Per-turn and per-day token + iteration budgets for exoclaw, with progressive warnings before any cutoff and configurable enforcement actions.

Why

Provider weekly quotas are measured in tokens (or "prompts" that translate to tokens under the hood). A single runaway turn — say, an unbounded research loop chaining hundreds of expensive web_search calls — can consume an entire week's quota in 90 minutes.
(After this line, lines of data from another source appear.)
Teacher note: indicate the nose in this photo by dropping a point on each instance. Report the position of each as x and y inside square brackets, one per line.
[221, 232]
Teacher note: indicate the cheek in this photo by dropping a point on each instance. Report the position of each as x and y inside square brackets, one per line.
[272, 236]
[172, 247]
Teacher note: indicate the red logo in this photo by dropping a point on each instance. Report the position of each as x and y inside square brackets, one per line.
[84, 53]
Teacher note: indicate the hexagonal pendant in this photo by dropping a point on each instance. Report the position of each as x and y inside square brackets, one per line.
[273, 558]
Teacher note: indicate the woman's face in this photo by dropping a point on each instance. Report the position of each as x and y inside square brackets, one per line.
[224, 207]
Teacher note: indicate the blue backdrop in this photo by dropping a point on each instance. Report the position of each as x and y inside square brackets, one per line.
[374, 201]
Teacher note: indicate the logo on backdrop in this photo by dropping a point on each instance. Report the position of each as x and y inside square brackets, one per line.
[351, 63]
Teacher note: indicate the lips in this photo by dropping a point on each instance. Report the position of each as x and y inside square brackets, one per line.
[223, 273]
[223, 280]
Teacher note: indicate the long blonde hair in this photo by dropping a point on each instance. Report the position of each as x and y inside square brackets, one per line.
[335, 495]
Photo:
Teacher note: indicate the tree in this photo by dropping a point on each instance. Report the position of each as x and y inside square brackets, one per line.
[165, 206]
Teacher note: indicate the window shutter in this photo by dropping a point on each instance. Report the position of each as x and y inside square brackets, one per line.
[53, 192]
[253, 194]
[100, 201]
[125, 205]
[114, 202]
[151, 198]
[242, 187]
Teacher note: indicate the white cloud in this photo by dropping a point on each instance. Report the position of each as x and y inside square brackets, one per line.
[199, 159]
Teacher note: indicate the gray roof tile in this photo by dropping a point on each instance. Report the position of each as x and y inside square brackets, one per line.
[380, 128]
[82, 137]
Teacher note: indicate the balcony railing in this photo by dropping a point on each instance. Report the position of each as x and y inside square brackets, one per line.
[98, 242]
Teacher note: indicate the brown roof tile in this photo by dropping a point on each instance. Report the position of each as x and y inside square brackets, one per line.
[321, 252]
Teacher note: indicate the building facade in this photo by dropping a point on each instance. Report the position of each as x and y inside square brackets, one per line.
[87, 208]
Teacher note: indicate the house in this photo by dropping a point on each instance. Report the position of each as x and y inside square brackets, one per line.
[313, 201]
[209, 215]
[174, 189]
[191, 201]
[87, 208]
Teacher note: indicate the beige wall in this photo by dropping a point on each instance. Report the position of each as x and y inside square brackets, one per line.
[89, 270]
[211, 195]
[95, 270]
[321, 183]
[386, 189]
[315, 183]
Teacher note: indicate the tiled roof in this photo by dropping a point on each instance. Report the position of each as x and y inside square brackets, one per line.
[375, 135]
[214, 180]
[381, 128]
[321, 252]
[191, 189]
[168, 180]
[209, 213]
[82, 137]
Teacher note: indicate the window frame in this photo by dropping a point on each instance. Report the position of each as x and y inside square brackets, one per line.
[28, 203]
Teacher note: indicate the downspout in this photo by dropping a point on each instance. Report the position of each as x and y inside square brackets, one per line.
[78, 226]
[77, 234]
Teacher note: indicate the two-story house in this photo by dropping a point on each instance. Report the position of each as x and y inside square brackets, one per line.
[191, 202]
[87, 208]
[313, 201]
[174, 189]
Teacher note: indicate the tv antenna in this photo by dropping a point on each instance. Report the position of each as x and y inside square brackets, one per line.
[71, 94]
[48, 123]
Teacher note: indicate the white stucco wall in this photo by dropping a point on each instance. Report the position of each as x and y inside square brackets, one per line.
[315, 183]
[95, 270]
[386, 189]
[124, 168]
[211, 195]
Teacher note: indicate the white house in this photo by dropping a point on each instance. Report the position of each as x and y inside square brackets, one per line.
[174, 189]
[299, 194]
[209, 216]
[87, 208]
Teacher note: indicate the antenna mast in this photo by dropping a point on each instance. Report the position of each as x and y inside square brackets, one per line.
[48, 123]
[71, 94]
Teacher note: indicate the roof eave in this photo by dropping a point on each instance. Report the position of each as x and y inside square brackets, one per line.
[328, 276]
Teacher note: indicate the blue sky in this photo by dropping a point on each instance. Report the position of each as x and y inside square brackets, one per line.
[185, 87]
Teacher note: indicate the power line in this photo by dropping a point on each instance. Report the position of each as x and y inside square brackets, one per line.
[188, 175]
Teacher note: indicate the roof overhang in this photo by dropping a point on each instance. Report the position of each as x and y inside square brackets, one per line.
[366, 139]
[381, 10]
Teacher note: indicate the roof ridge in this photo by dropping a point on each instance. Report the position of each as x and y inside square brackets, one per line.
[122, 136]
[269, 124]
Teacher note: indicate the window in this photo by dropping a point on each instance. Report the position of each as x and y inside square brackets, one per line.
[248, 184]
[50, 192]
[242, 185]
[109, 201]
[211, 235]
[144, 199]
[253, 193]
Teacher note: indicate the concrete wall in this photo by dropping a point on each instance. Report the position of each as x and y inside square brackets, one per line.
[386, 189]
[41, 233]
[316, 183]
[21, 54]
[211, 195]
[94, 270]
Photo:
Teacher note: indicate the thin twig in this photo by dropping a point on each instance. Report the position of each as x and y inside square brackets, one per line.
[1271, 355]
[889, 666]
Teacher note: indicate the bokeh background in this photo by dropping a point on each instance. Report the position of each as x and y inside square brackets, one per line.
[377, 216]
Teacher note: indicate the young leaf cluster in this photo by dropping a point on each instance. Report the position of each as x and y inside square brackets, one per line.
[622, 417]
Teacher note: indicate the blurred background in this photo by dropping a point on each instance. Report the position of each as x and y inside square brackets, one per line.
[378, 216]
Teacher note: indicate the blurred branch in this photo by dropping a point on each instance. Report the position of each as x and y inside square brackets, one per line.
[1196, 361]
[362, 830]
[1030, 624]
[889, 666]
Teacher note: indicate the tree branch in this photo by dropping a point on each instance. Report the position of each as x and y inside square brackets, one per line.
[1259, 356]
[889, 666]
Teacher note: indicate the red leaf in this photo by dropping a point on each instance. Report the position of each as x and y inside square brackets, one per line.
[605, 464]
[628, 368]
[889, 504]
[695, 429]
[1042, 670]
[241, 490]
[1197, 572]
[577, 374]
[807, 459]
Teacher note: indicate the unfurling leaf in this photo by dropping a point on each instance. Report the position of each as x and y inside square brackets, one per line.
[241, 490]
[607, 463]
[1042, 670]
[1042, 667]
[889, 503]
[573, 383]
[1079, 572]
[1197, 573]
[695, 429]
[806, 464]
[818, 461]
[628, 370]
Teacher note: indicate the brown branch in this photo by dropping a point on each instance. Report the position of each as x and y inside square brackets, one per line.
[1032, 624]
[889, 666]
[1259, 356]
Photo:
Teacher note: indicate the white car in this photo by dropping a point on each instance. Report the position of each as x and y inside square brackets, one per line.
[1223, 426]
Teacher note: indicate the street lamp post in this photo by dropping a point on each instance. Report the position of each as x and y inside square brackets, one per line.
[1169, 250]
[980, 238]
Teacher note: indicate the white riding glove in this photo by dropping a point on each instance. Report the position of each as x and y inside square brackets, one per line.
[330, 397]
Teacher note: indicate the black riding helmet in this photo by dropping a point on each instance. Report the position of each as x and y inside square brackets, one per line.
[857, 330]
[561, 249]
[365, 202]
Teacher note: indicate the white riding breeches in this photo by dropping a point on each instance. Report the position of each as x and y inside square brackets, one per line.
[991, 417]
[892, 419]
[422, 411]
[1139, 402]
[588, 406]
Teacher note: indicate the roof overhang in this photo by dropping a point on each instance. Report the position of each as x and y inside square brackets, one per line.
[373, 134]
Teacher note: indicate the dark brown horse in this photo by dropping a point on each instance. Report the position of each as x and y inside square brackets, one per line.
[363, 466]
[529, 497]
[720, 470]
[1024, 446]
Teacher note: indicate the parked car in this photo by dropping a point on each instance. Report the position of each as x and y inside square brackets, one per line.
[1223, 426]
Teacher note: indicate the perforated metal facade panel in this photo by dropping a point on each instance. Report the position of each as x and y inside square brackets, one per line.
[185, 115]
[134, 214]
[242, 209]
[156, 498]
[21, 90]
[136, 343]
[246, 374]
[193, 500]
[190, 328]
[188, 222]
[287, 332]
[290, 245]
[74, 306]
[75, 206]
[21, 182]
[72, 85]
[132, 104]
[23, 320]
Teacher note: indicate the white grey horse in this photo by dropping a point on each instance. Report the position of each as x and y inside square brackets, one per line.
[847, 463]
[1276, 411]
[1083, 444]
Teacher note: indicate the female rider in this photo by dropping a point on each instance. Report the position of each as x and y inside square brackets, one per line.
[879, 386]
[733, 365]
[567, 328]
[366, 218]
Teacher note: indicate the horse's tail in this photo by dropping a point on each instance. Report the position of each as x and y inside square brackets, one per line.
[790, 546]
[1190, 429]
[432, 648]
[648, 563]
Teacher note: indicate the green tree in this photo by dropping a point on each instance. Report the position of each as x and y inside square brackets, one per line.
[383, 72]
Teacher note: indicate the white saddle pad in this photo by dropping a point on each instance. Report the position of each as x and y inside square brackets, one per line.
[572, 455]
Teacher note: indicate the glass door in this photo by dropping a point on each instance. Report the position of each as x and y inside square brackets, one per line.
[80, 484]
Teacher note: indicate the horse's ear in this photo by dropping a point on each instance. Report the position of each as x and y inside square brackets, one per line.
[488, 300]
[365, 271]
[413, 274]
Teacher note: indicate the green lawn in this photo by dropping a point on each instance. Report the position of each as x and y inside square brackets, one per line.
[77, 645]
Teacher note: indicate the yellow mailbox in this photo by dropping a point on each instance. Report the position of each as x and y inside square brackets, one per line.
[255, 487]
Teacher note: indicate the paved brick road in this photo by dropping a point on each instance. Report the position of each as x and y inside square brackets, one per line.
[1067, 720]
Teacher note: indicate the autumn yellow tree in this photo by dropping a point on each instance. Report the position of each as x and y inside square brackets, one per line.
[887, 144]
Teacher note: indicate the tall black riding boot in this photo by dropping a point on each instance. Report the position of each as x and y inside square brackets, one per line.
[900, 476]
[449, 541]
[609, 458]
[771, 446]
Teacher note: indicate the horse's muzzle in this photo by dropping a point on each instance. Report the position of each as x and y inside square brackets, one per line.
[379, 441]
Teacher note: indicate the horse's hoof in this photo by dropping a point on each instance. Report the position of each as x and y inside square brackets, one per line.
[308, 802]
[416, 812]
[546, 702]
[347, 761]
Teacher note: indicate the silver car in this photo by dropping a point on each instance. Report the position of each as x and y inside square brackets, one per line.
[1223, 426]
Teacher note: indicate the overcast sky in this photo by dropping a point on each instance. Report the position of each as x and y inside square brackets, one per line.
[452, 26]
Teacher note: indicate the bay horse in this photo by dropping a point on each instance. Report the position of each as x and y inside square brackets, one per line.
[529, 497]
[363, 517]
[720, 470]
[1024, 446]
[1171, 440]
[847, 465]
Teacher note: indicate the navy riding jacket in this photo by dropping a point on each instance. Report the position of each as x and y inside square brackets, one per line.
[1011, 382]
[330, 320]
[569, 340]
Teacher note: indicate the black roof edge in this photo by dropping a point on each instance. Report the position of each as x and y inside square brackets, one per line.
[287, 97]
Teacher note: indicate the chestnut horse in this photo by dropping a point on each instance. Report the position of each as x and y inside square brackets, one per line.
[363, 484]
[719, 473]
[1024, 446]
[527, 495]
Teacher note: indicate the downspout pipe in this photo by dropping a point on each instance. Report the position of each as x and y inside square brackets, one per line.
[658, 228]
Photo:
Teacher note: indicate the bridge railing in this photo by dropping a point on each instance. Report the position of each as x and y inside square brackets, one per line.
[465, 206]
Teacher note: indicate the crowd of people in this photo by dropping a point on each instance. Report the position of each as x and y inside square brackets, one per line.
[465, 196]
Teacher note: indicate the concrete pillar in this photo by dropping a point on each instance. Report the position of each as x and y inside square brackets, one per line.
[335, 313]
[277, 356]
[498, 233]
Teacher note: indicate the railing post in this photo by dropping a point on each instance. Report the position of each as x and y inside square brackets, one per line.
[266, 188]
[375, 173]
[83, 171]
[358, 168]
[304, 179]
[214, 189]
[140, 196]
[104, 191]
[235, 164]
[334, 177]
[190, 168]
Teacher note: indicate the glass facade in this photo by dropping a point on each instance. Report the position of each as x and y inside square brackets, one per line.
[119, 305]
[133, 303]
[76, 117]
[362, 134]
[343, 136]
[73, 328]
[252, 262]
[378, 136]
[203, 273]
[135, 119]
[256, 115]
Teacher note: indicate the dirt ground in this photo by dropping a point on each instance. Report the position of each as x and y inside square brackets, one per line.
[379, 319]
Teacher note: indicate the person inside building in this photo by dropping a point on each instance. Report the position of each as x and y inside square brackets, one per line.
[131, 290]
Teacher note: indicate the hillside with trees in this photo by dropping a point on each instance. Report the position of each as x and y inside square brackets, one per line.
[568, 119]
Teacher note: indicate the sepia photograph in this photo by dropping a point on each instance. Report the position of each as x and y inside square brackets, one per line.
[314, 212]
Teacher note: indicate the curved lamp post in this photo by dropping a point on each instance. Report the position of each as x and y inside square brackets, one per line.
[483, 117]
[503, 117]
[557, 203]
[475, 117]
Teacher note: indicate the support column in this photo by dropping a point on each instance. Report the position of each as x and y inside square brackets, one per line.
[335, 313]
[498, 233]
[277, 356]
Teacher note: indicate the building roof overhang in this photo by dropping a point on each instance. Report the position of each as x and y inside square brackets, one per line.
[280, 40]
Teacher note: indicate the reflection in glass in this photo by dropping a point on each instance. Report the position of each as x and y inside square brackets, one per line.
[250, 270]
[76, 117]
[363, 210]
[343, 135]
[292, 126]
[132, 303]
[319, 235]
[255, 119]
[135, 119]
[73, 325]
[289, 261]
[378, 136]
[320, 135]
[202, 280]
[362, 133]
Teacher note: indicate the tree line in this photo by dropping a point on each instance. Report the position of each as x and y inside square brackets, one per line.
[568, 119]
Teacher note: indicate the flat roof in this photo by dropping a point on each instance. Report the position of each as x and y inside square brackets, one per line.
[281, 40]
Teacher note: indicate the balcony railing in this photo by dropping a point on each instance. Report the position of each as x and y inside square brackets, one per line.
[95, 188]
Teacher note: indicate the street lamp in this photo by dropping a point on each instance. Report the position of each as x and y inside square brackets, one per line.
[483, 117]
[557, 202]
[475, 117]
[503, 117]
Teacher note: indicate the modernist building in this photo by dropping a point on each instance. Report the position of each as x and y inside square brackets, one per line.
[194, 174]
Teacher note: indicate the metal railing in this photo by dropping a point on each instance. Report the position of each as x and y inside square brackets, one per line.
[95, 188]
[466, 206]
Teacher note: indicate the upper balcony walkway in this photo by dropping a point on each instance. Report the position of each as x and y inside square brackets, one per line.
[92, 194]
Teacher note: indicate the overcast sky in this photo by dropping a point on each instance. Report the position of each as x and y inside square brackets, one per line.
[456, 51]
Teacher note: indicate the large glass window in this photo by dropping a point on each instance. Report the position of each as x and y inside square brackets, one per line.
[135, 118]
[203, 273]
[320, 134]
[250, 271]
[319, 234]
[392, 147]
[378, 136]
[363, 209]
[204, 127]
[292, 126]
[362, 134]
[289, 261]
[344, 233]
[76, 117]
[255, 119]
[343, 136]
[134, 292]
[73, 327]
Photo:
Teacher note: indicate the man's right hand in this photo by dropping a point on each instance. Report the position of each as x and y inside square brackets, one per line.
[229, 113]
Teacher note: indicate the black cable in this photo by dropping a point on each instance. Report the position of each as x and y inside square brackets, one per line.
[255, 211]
A hard max_iterations cap stops the loop but kills useful work mid-task with no warning. This plugin instead provides:

  • Turn budget — caps iterations and tokens per individual turn. Warnings inject as user-role messages at configurable thresholds (default 50/80/90%) so the agent can wrap up gracefully. Default enforcement is CUTOFF.
  • Daily budget — tracks cumulative tokens for the configured primary models (e.g., the GLM family for z.ai's pooled weekly quota), auto-resets at the UTC day boundary. Default enforcement is FALLBACK — silently demote to a cheaper model when the daily allotment is spent so the bot keeps working through end-of-day instead of going dark.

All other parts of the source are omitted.